In order to attract Generation Y, some 60 million people, (whether to land them as a customer or as an employee) it is necessary to customize your appeals and communication style to fit their techno-oriented lifestyle. But it goes beyond merely adapting your content to changing the way you communicate in general. Gen Y, sometimes referred to as the Echo Boomers because of their huge numbers (according to the US Census there are three times as many Gen Ys as there are Gen Xers), has a reputation for being peer-oriented due, in part, to its reliance on instant communication technologies and the Internet, including email, IMs, texting and social media components like YouTube, Facebook, MySpace and Twitter.
When recruiting Generation Y (exact pinpoints are not agreed upon but generally this term refers to individuals born between 1979-1994) you need to give some thought as to who they are and what motivates them. If Gen X is the MTV generation, you can think of Gen Y as the American Idol generation. They are a collective who have been awarded throughout school with everybody-wins trophies. You show up, you get a ribbon. (Alsop, Ron. The Trophy Kids Grow Up: How the Millennial Generation is Shaking Up the Workplace. Jossey-Bass).
This has translated into a group who believe they can all sing well enough to win a national competition. But they are also a very giving group. USA Today reports that they volunteer more than any previous generation and they are more socially conscious than any generation since World War II. They have been strictly scheduled throughout most of their lives in sports, dance, foreign language classes, etc. Gen Y is also dependent on peer-to-peer interaction and holds peer reviews in high esteem.
This can benefit your company in a very direct way if you tailor your offerings accordingly. Keep in mind:
1. They are technology-savvy. It’s not enough for you to have a website. Gen Y’s online usage extends past such basics. You need to involve them. Interaction is key. Many no longer listen to voicemail. Communication is done through text messaging and text messaging is done while driving, watching a game, even using the restroom. You want a platform that can go where this group is going – everywhere.

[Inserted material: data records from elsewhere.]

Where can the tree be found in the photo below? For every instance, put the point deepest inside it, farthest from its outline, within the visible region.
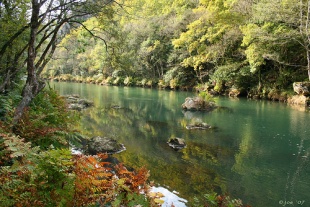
(278, 32)
(45, 27)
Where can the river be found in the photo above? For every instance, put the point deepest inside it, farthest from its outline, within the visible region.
(257, 151)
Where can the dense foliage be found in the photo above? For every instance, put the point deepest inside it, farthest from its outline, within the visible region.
(258, 47)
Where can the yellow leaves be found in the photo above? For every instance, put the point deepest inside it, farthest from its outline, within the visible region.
(156, 196)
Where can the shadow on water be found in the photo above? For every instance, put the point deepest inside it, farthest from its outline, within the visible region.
(258, 151)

2. They need to feel valued. Remember the everyone gets a ribbon idea? This group has plenty to offer and knows so. Their opinions are valuable. Online communities and wikis are great for keeping their interest and helping them feel like they are vital components of your company and your brand.
3. They want to be friends. For this generation, it’s not the quality but the quantity. Number of friends, followers and fans are very important to their collective thinking. Connecting them with peers is essential to holding their interest. A unique online community allows your members to connect with one another in a secure manner surrounded by your branding. Refer-a-friend features allow them to direct interested friends your way as well.

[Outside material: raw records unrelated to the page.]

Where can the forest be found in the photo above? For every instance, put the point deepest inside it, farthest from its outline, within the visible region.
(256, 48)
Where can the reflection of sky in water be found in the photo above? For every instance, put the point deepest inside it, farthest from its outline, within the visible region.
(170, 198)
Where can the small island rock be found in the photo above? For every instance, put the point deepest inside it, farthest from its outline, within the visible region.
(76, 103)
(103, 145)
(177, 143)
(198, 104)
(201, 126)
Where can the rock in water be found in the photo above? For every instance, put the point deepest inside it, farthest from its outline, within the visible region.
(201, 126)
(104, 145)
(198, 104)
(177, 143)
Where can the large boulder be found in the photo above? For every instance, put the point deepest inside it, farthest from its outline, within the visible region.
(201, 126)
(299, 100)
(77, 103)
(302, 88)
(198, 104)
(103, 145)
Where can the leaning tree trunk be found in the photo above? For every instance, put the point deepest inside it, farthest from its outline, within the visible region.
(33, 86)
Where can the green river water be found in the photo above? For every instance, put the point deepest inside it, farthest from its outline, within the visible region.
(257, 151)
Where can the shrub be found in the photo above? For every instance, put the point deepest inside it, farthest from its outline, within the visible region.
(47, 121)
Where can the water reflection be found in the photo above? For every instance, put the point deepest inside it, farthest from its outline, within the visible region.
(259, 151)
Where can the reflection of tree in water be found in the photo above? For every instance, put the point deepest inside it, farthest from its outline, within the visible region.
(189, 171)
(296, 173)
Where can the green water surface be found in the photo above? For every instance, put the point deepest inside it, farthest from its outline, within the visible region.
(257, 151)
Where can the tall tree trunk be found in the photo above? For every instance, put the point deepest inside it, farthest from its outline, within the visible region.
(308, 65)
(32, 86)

4. They want to be a part of something big. This generation, more so than any before it, has giant dreams. They want to be the next biggest (fill in the blank) but most of it involves being affluent and lauded. Making them feel like a vital part of a lively, desirable community is imperative. They are not a number and will not tolerate feeling like one. Consider this when drafting your copy, whether it’s on your website, ads or emails. Blogs with commenting can also be an integral part of keeping them interested as they like to see their thoughts highlighted in a public forum. Welcome new members on your online community homepage. Use spotlights and public pages to highlight their information. They want to feel special. You can help.
5. They’ve gone green. While you may be weighing the costs and steps it takes to go green, the millennials are already there. They’ve grown up in a climate where global warming is on every blackboard and their teachers have educated them on concerns past generations just didn’t think about. Pointing out what you’ve done to go green or what you are planning to do, or best of all asking them for their help in going green, will have an effect on how they feel about your corporation. Also, the Echo Boomers are less paper laden than the generations before them. They will look something up online before turning to paper directories/catalogues. They find little value in these old-fashioned paper weights (not to mention the negatives on the environment.)
The economy has placed challenges on marketers but tailoring your product copy and offerings to appeal to the technology-savvy Gen Y will benefit you in the long run. This is a very different group you are targeting, so review your copy and your technology and see how you can rework them to be more appealing to this important generation.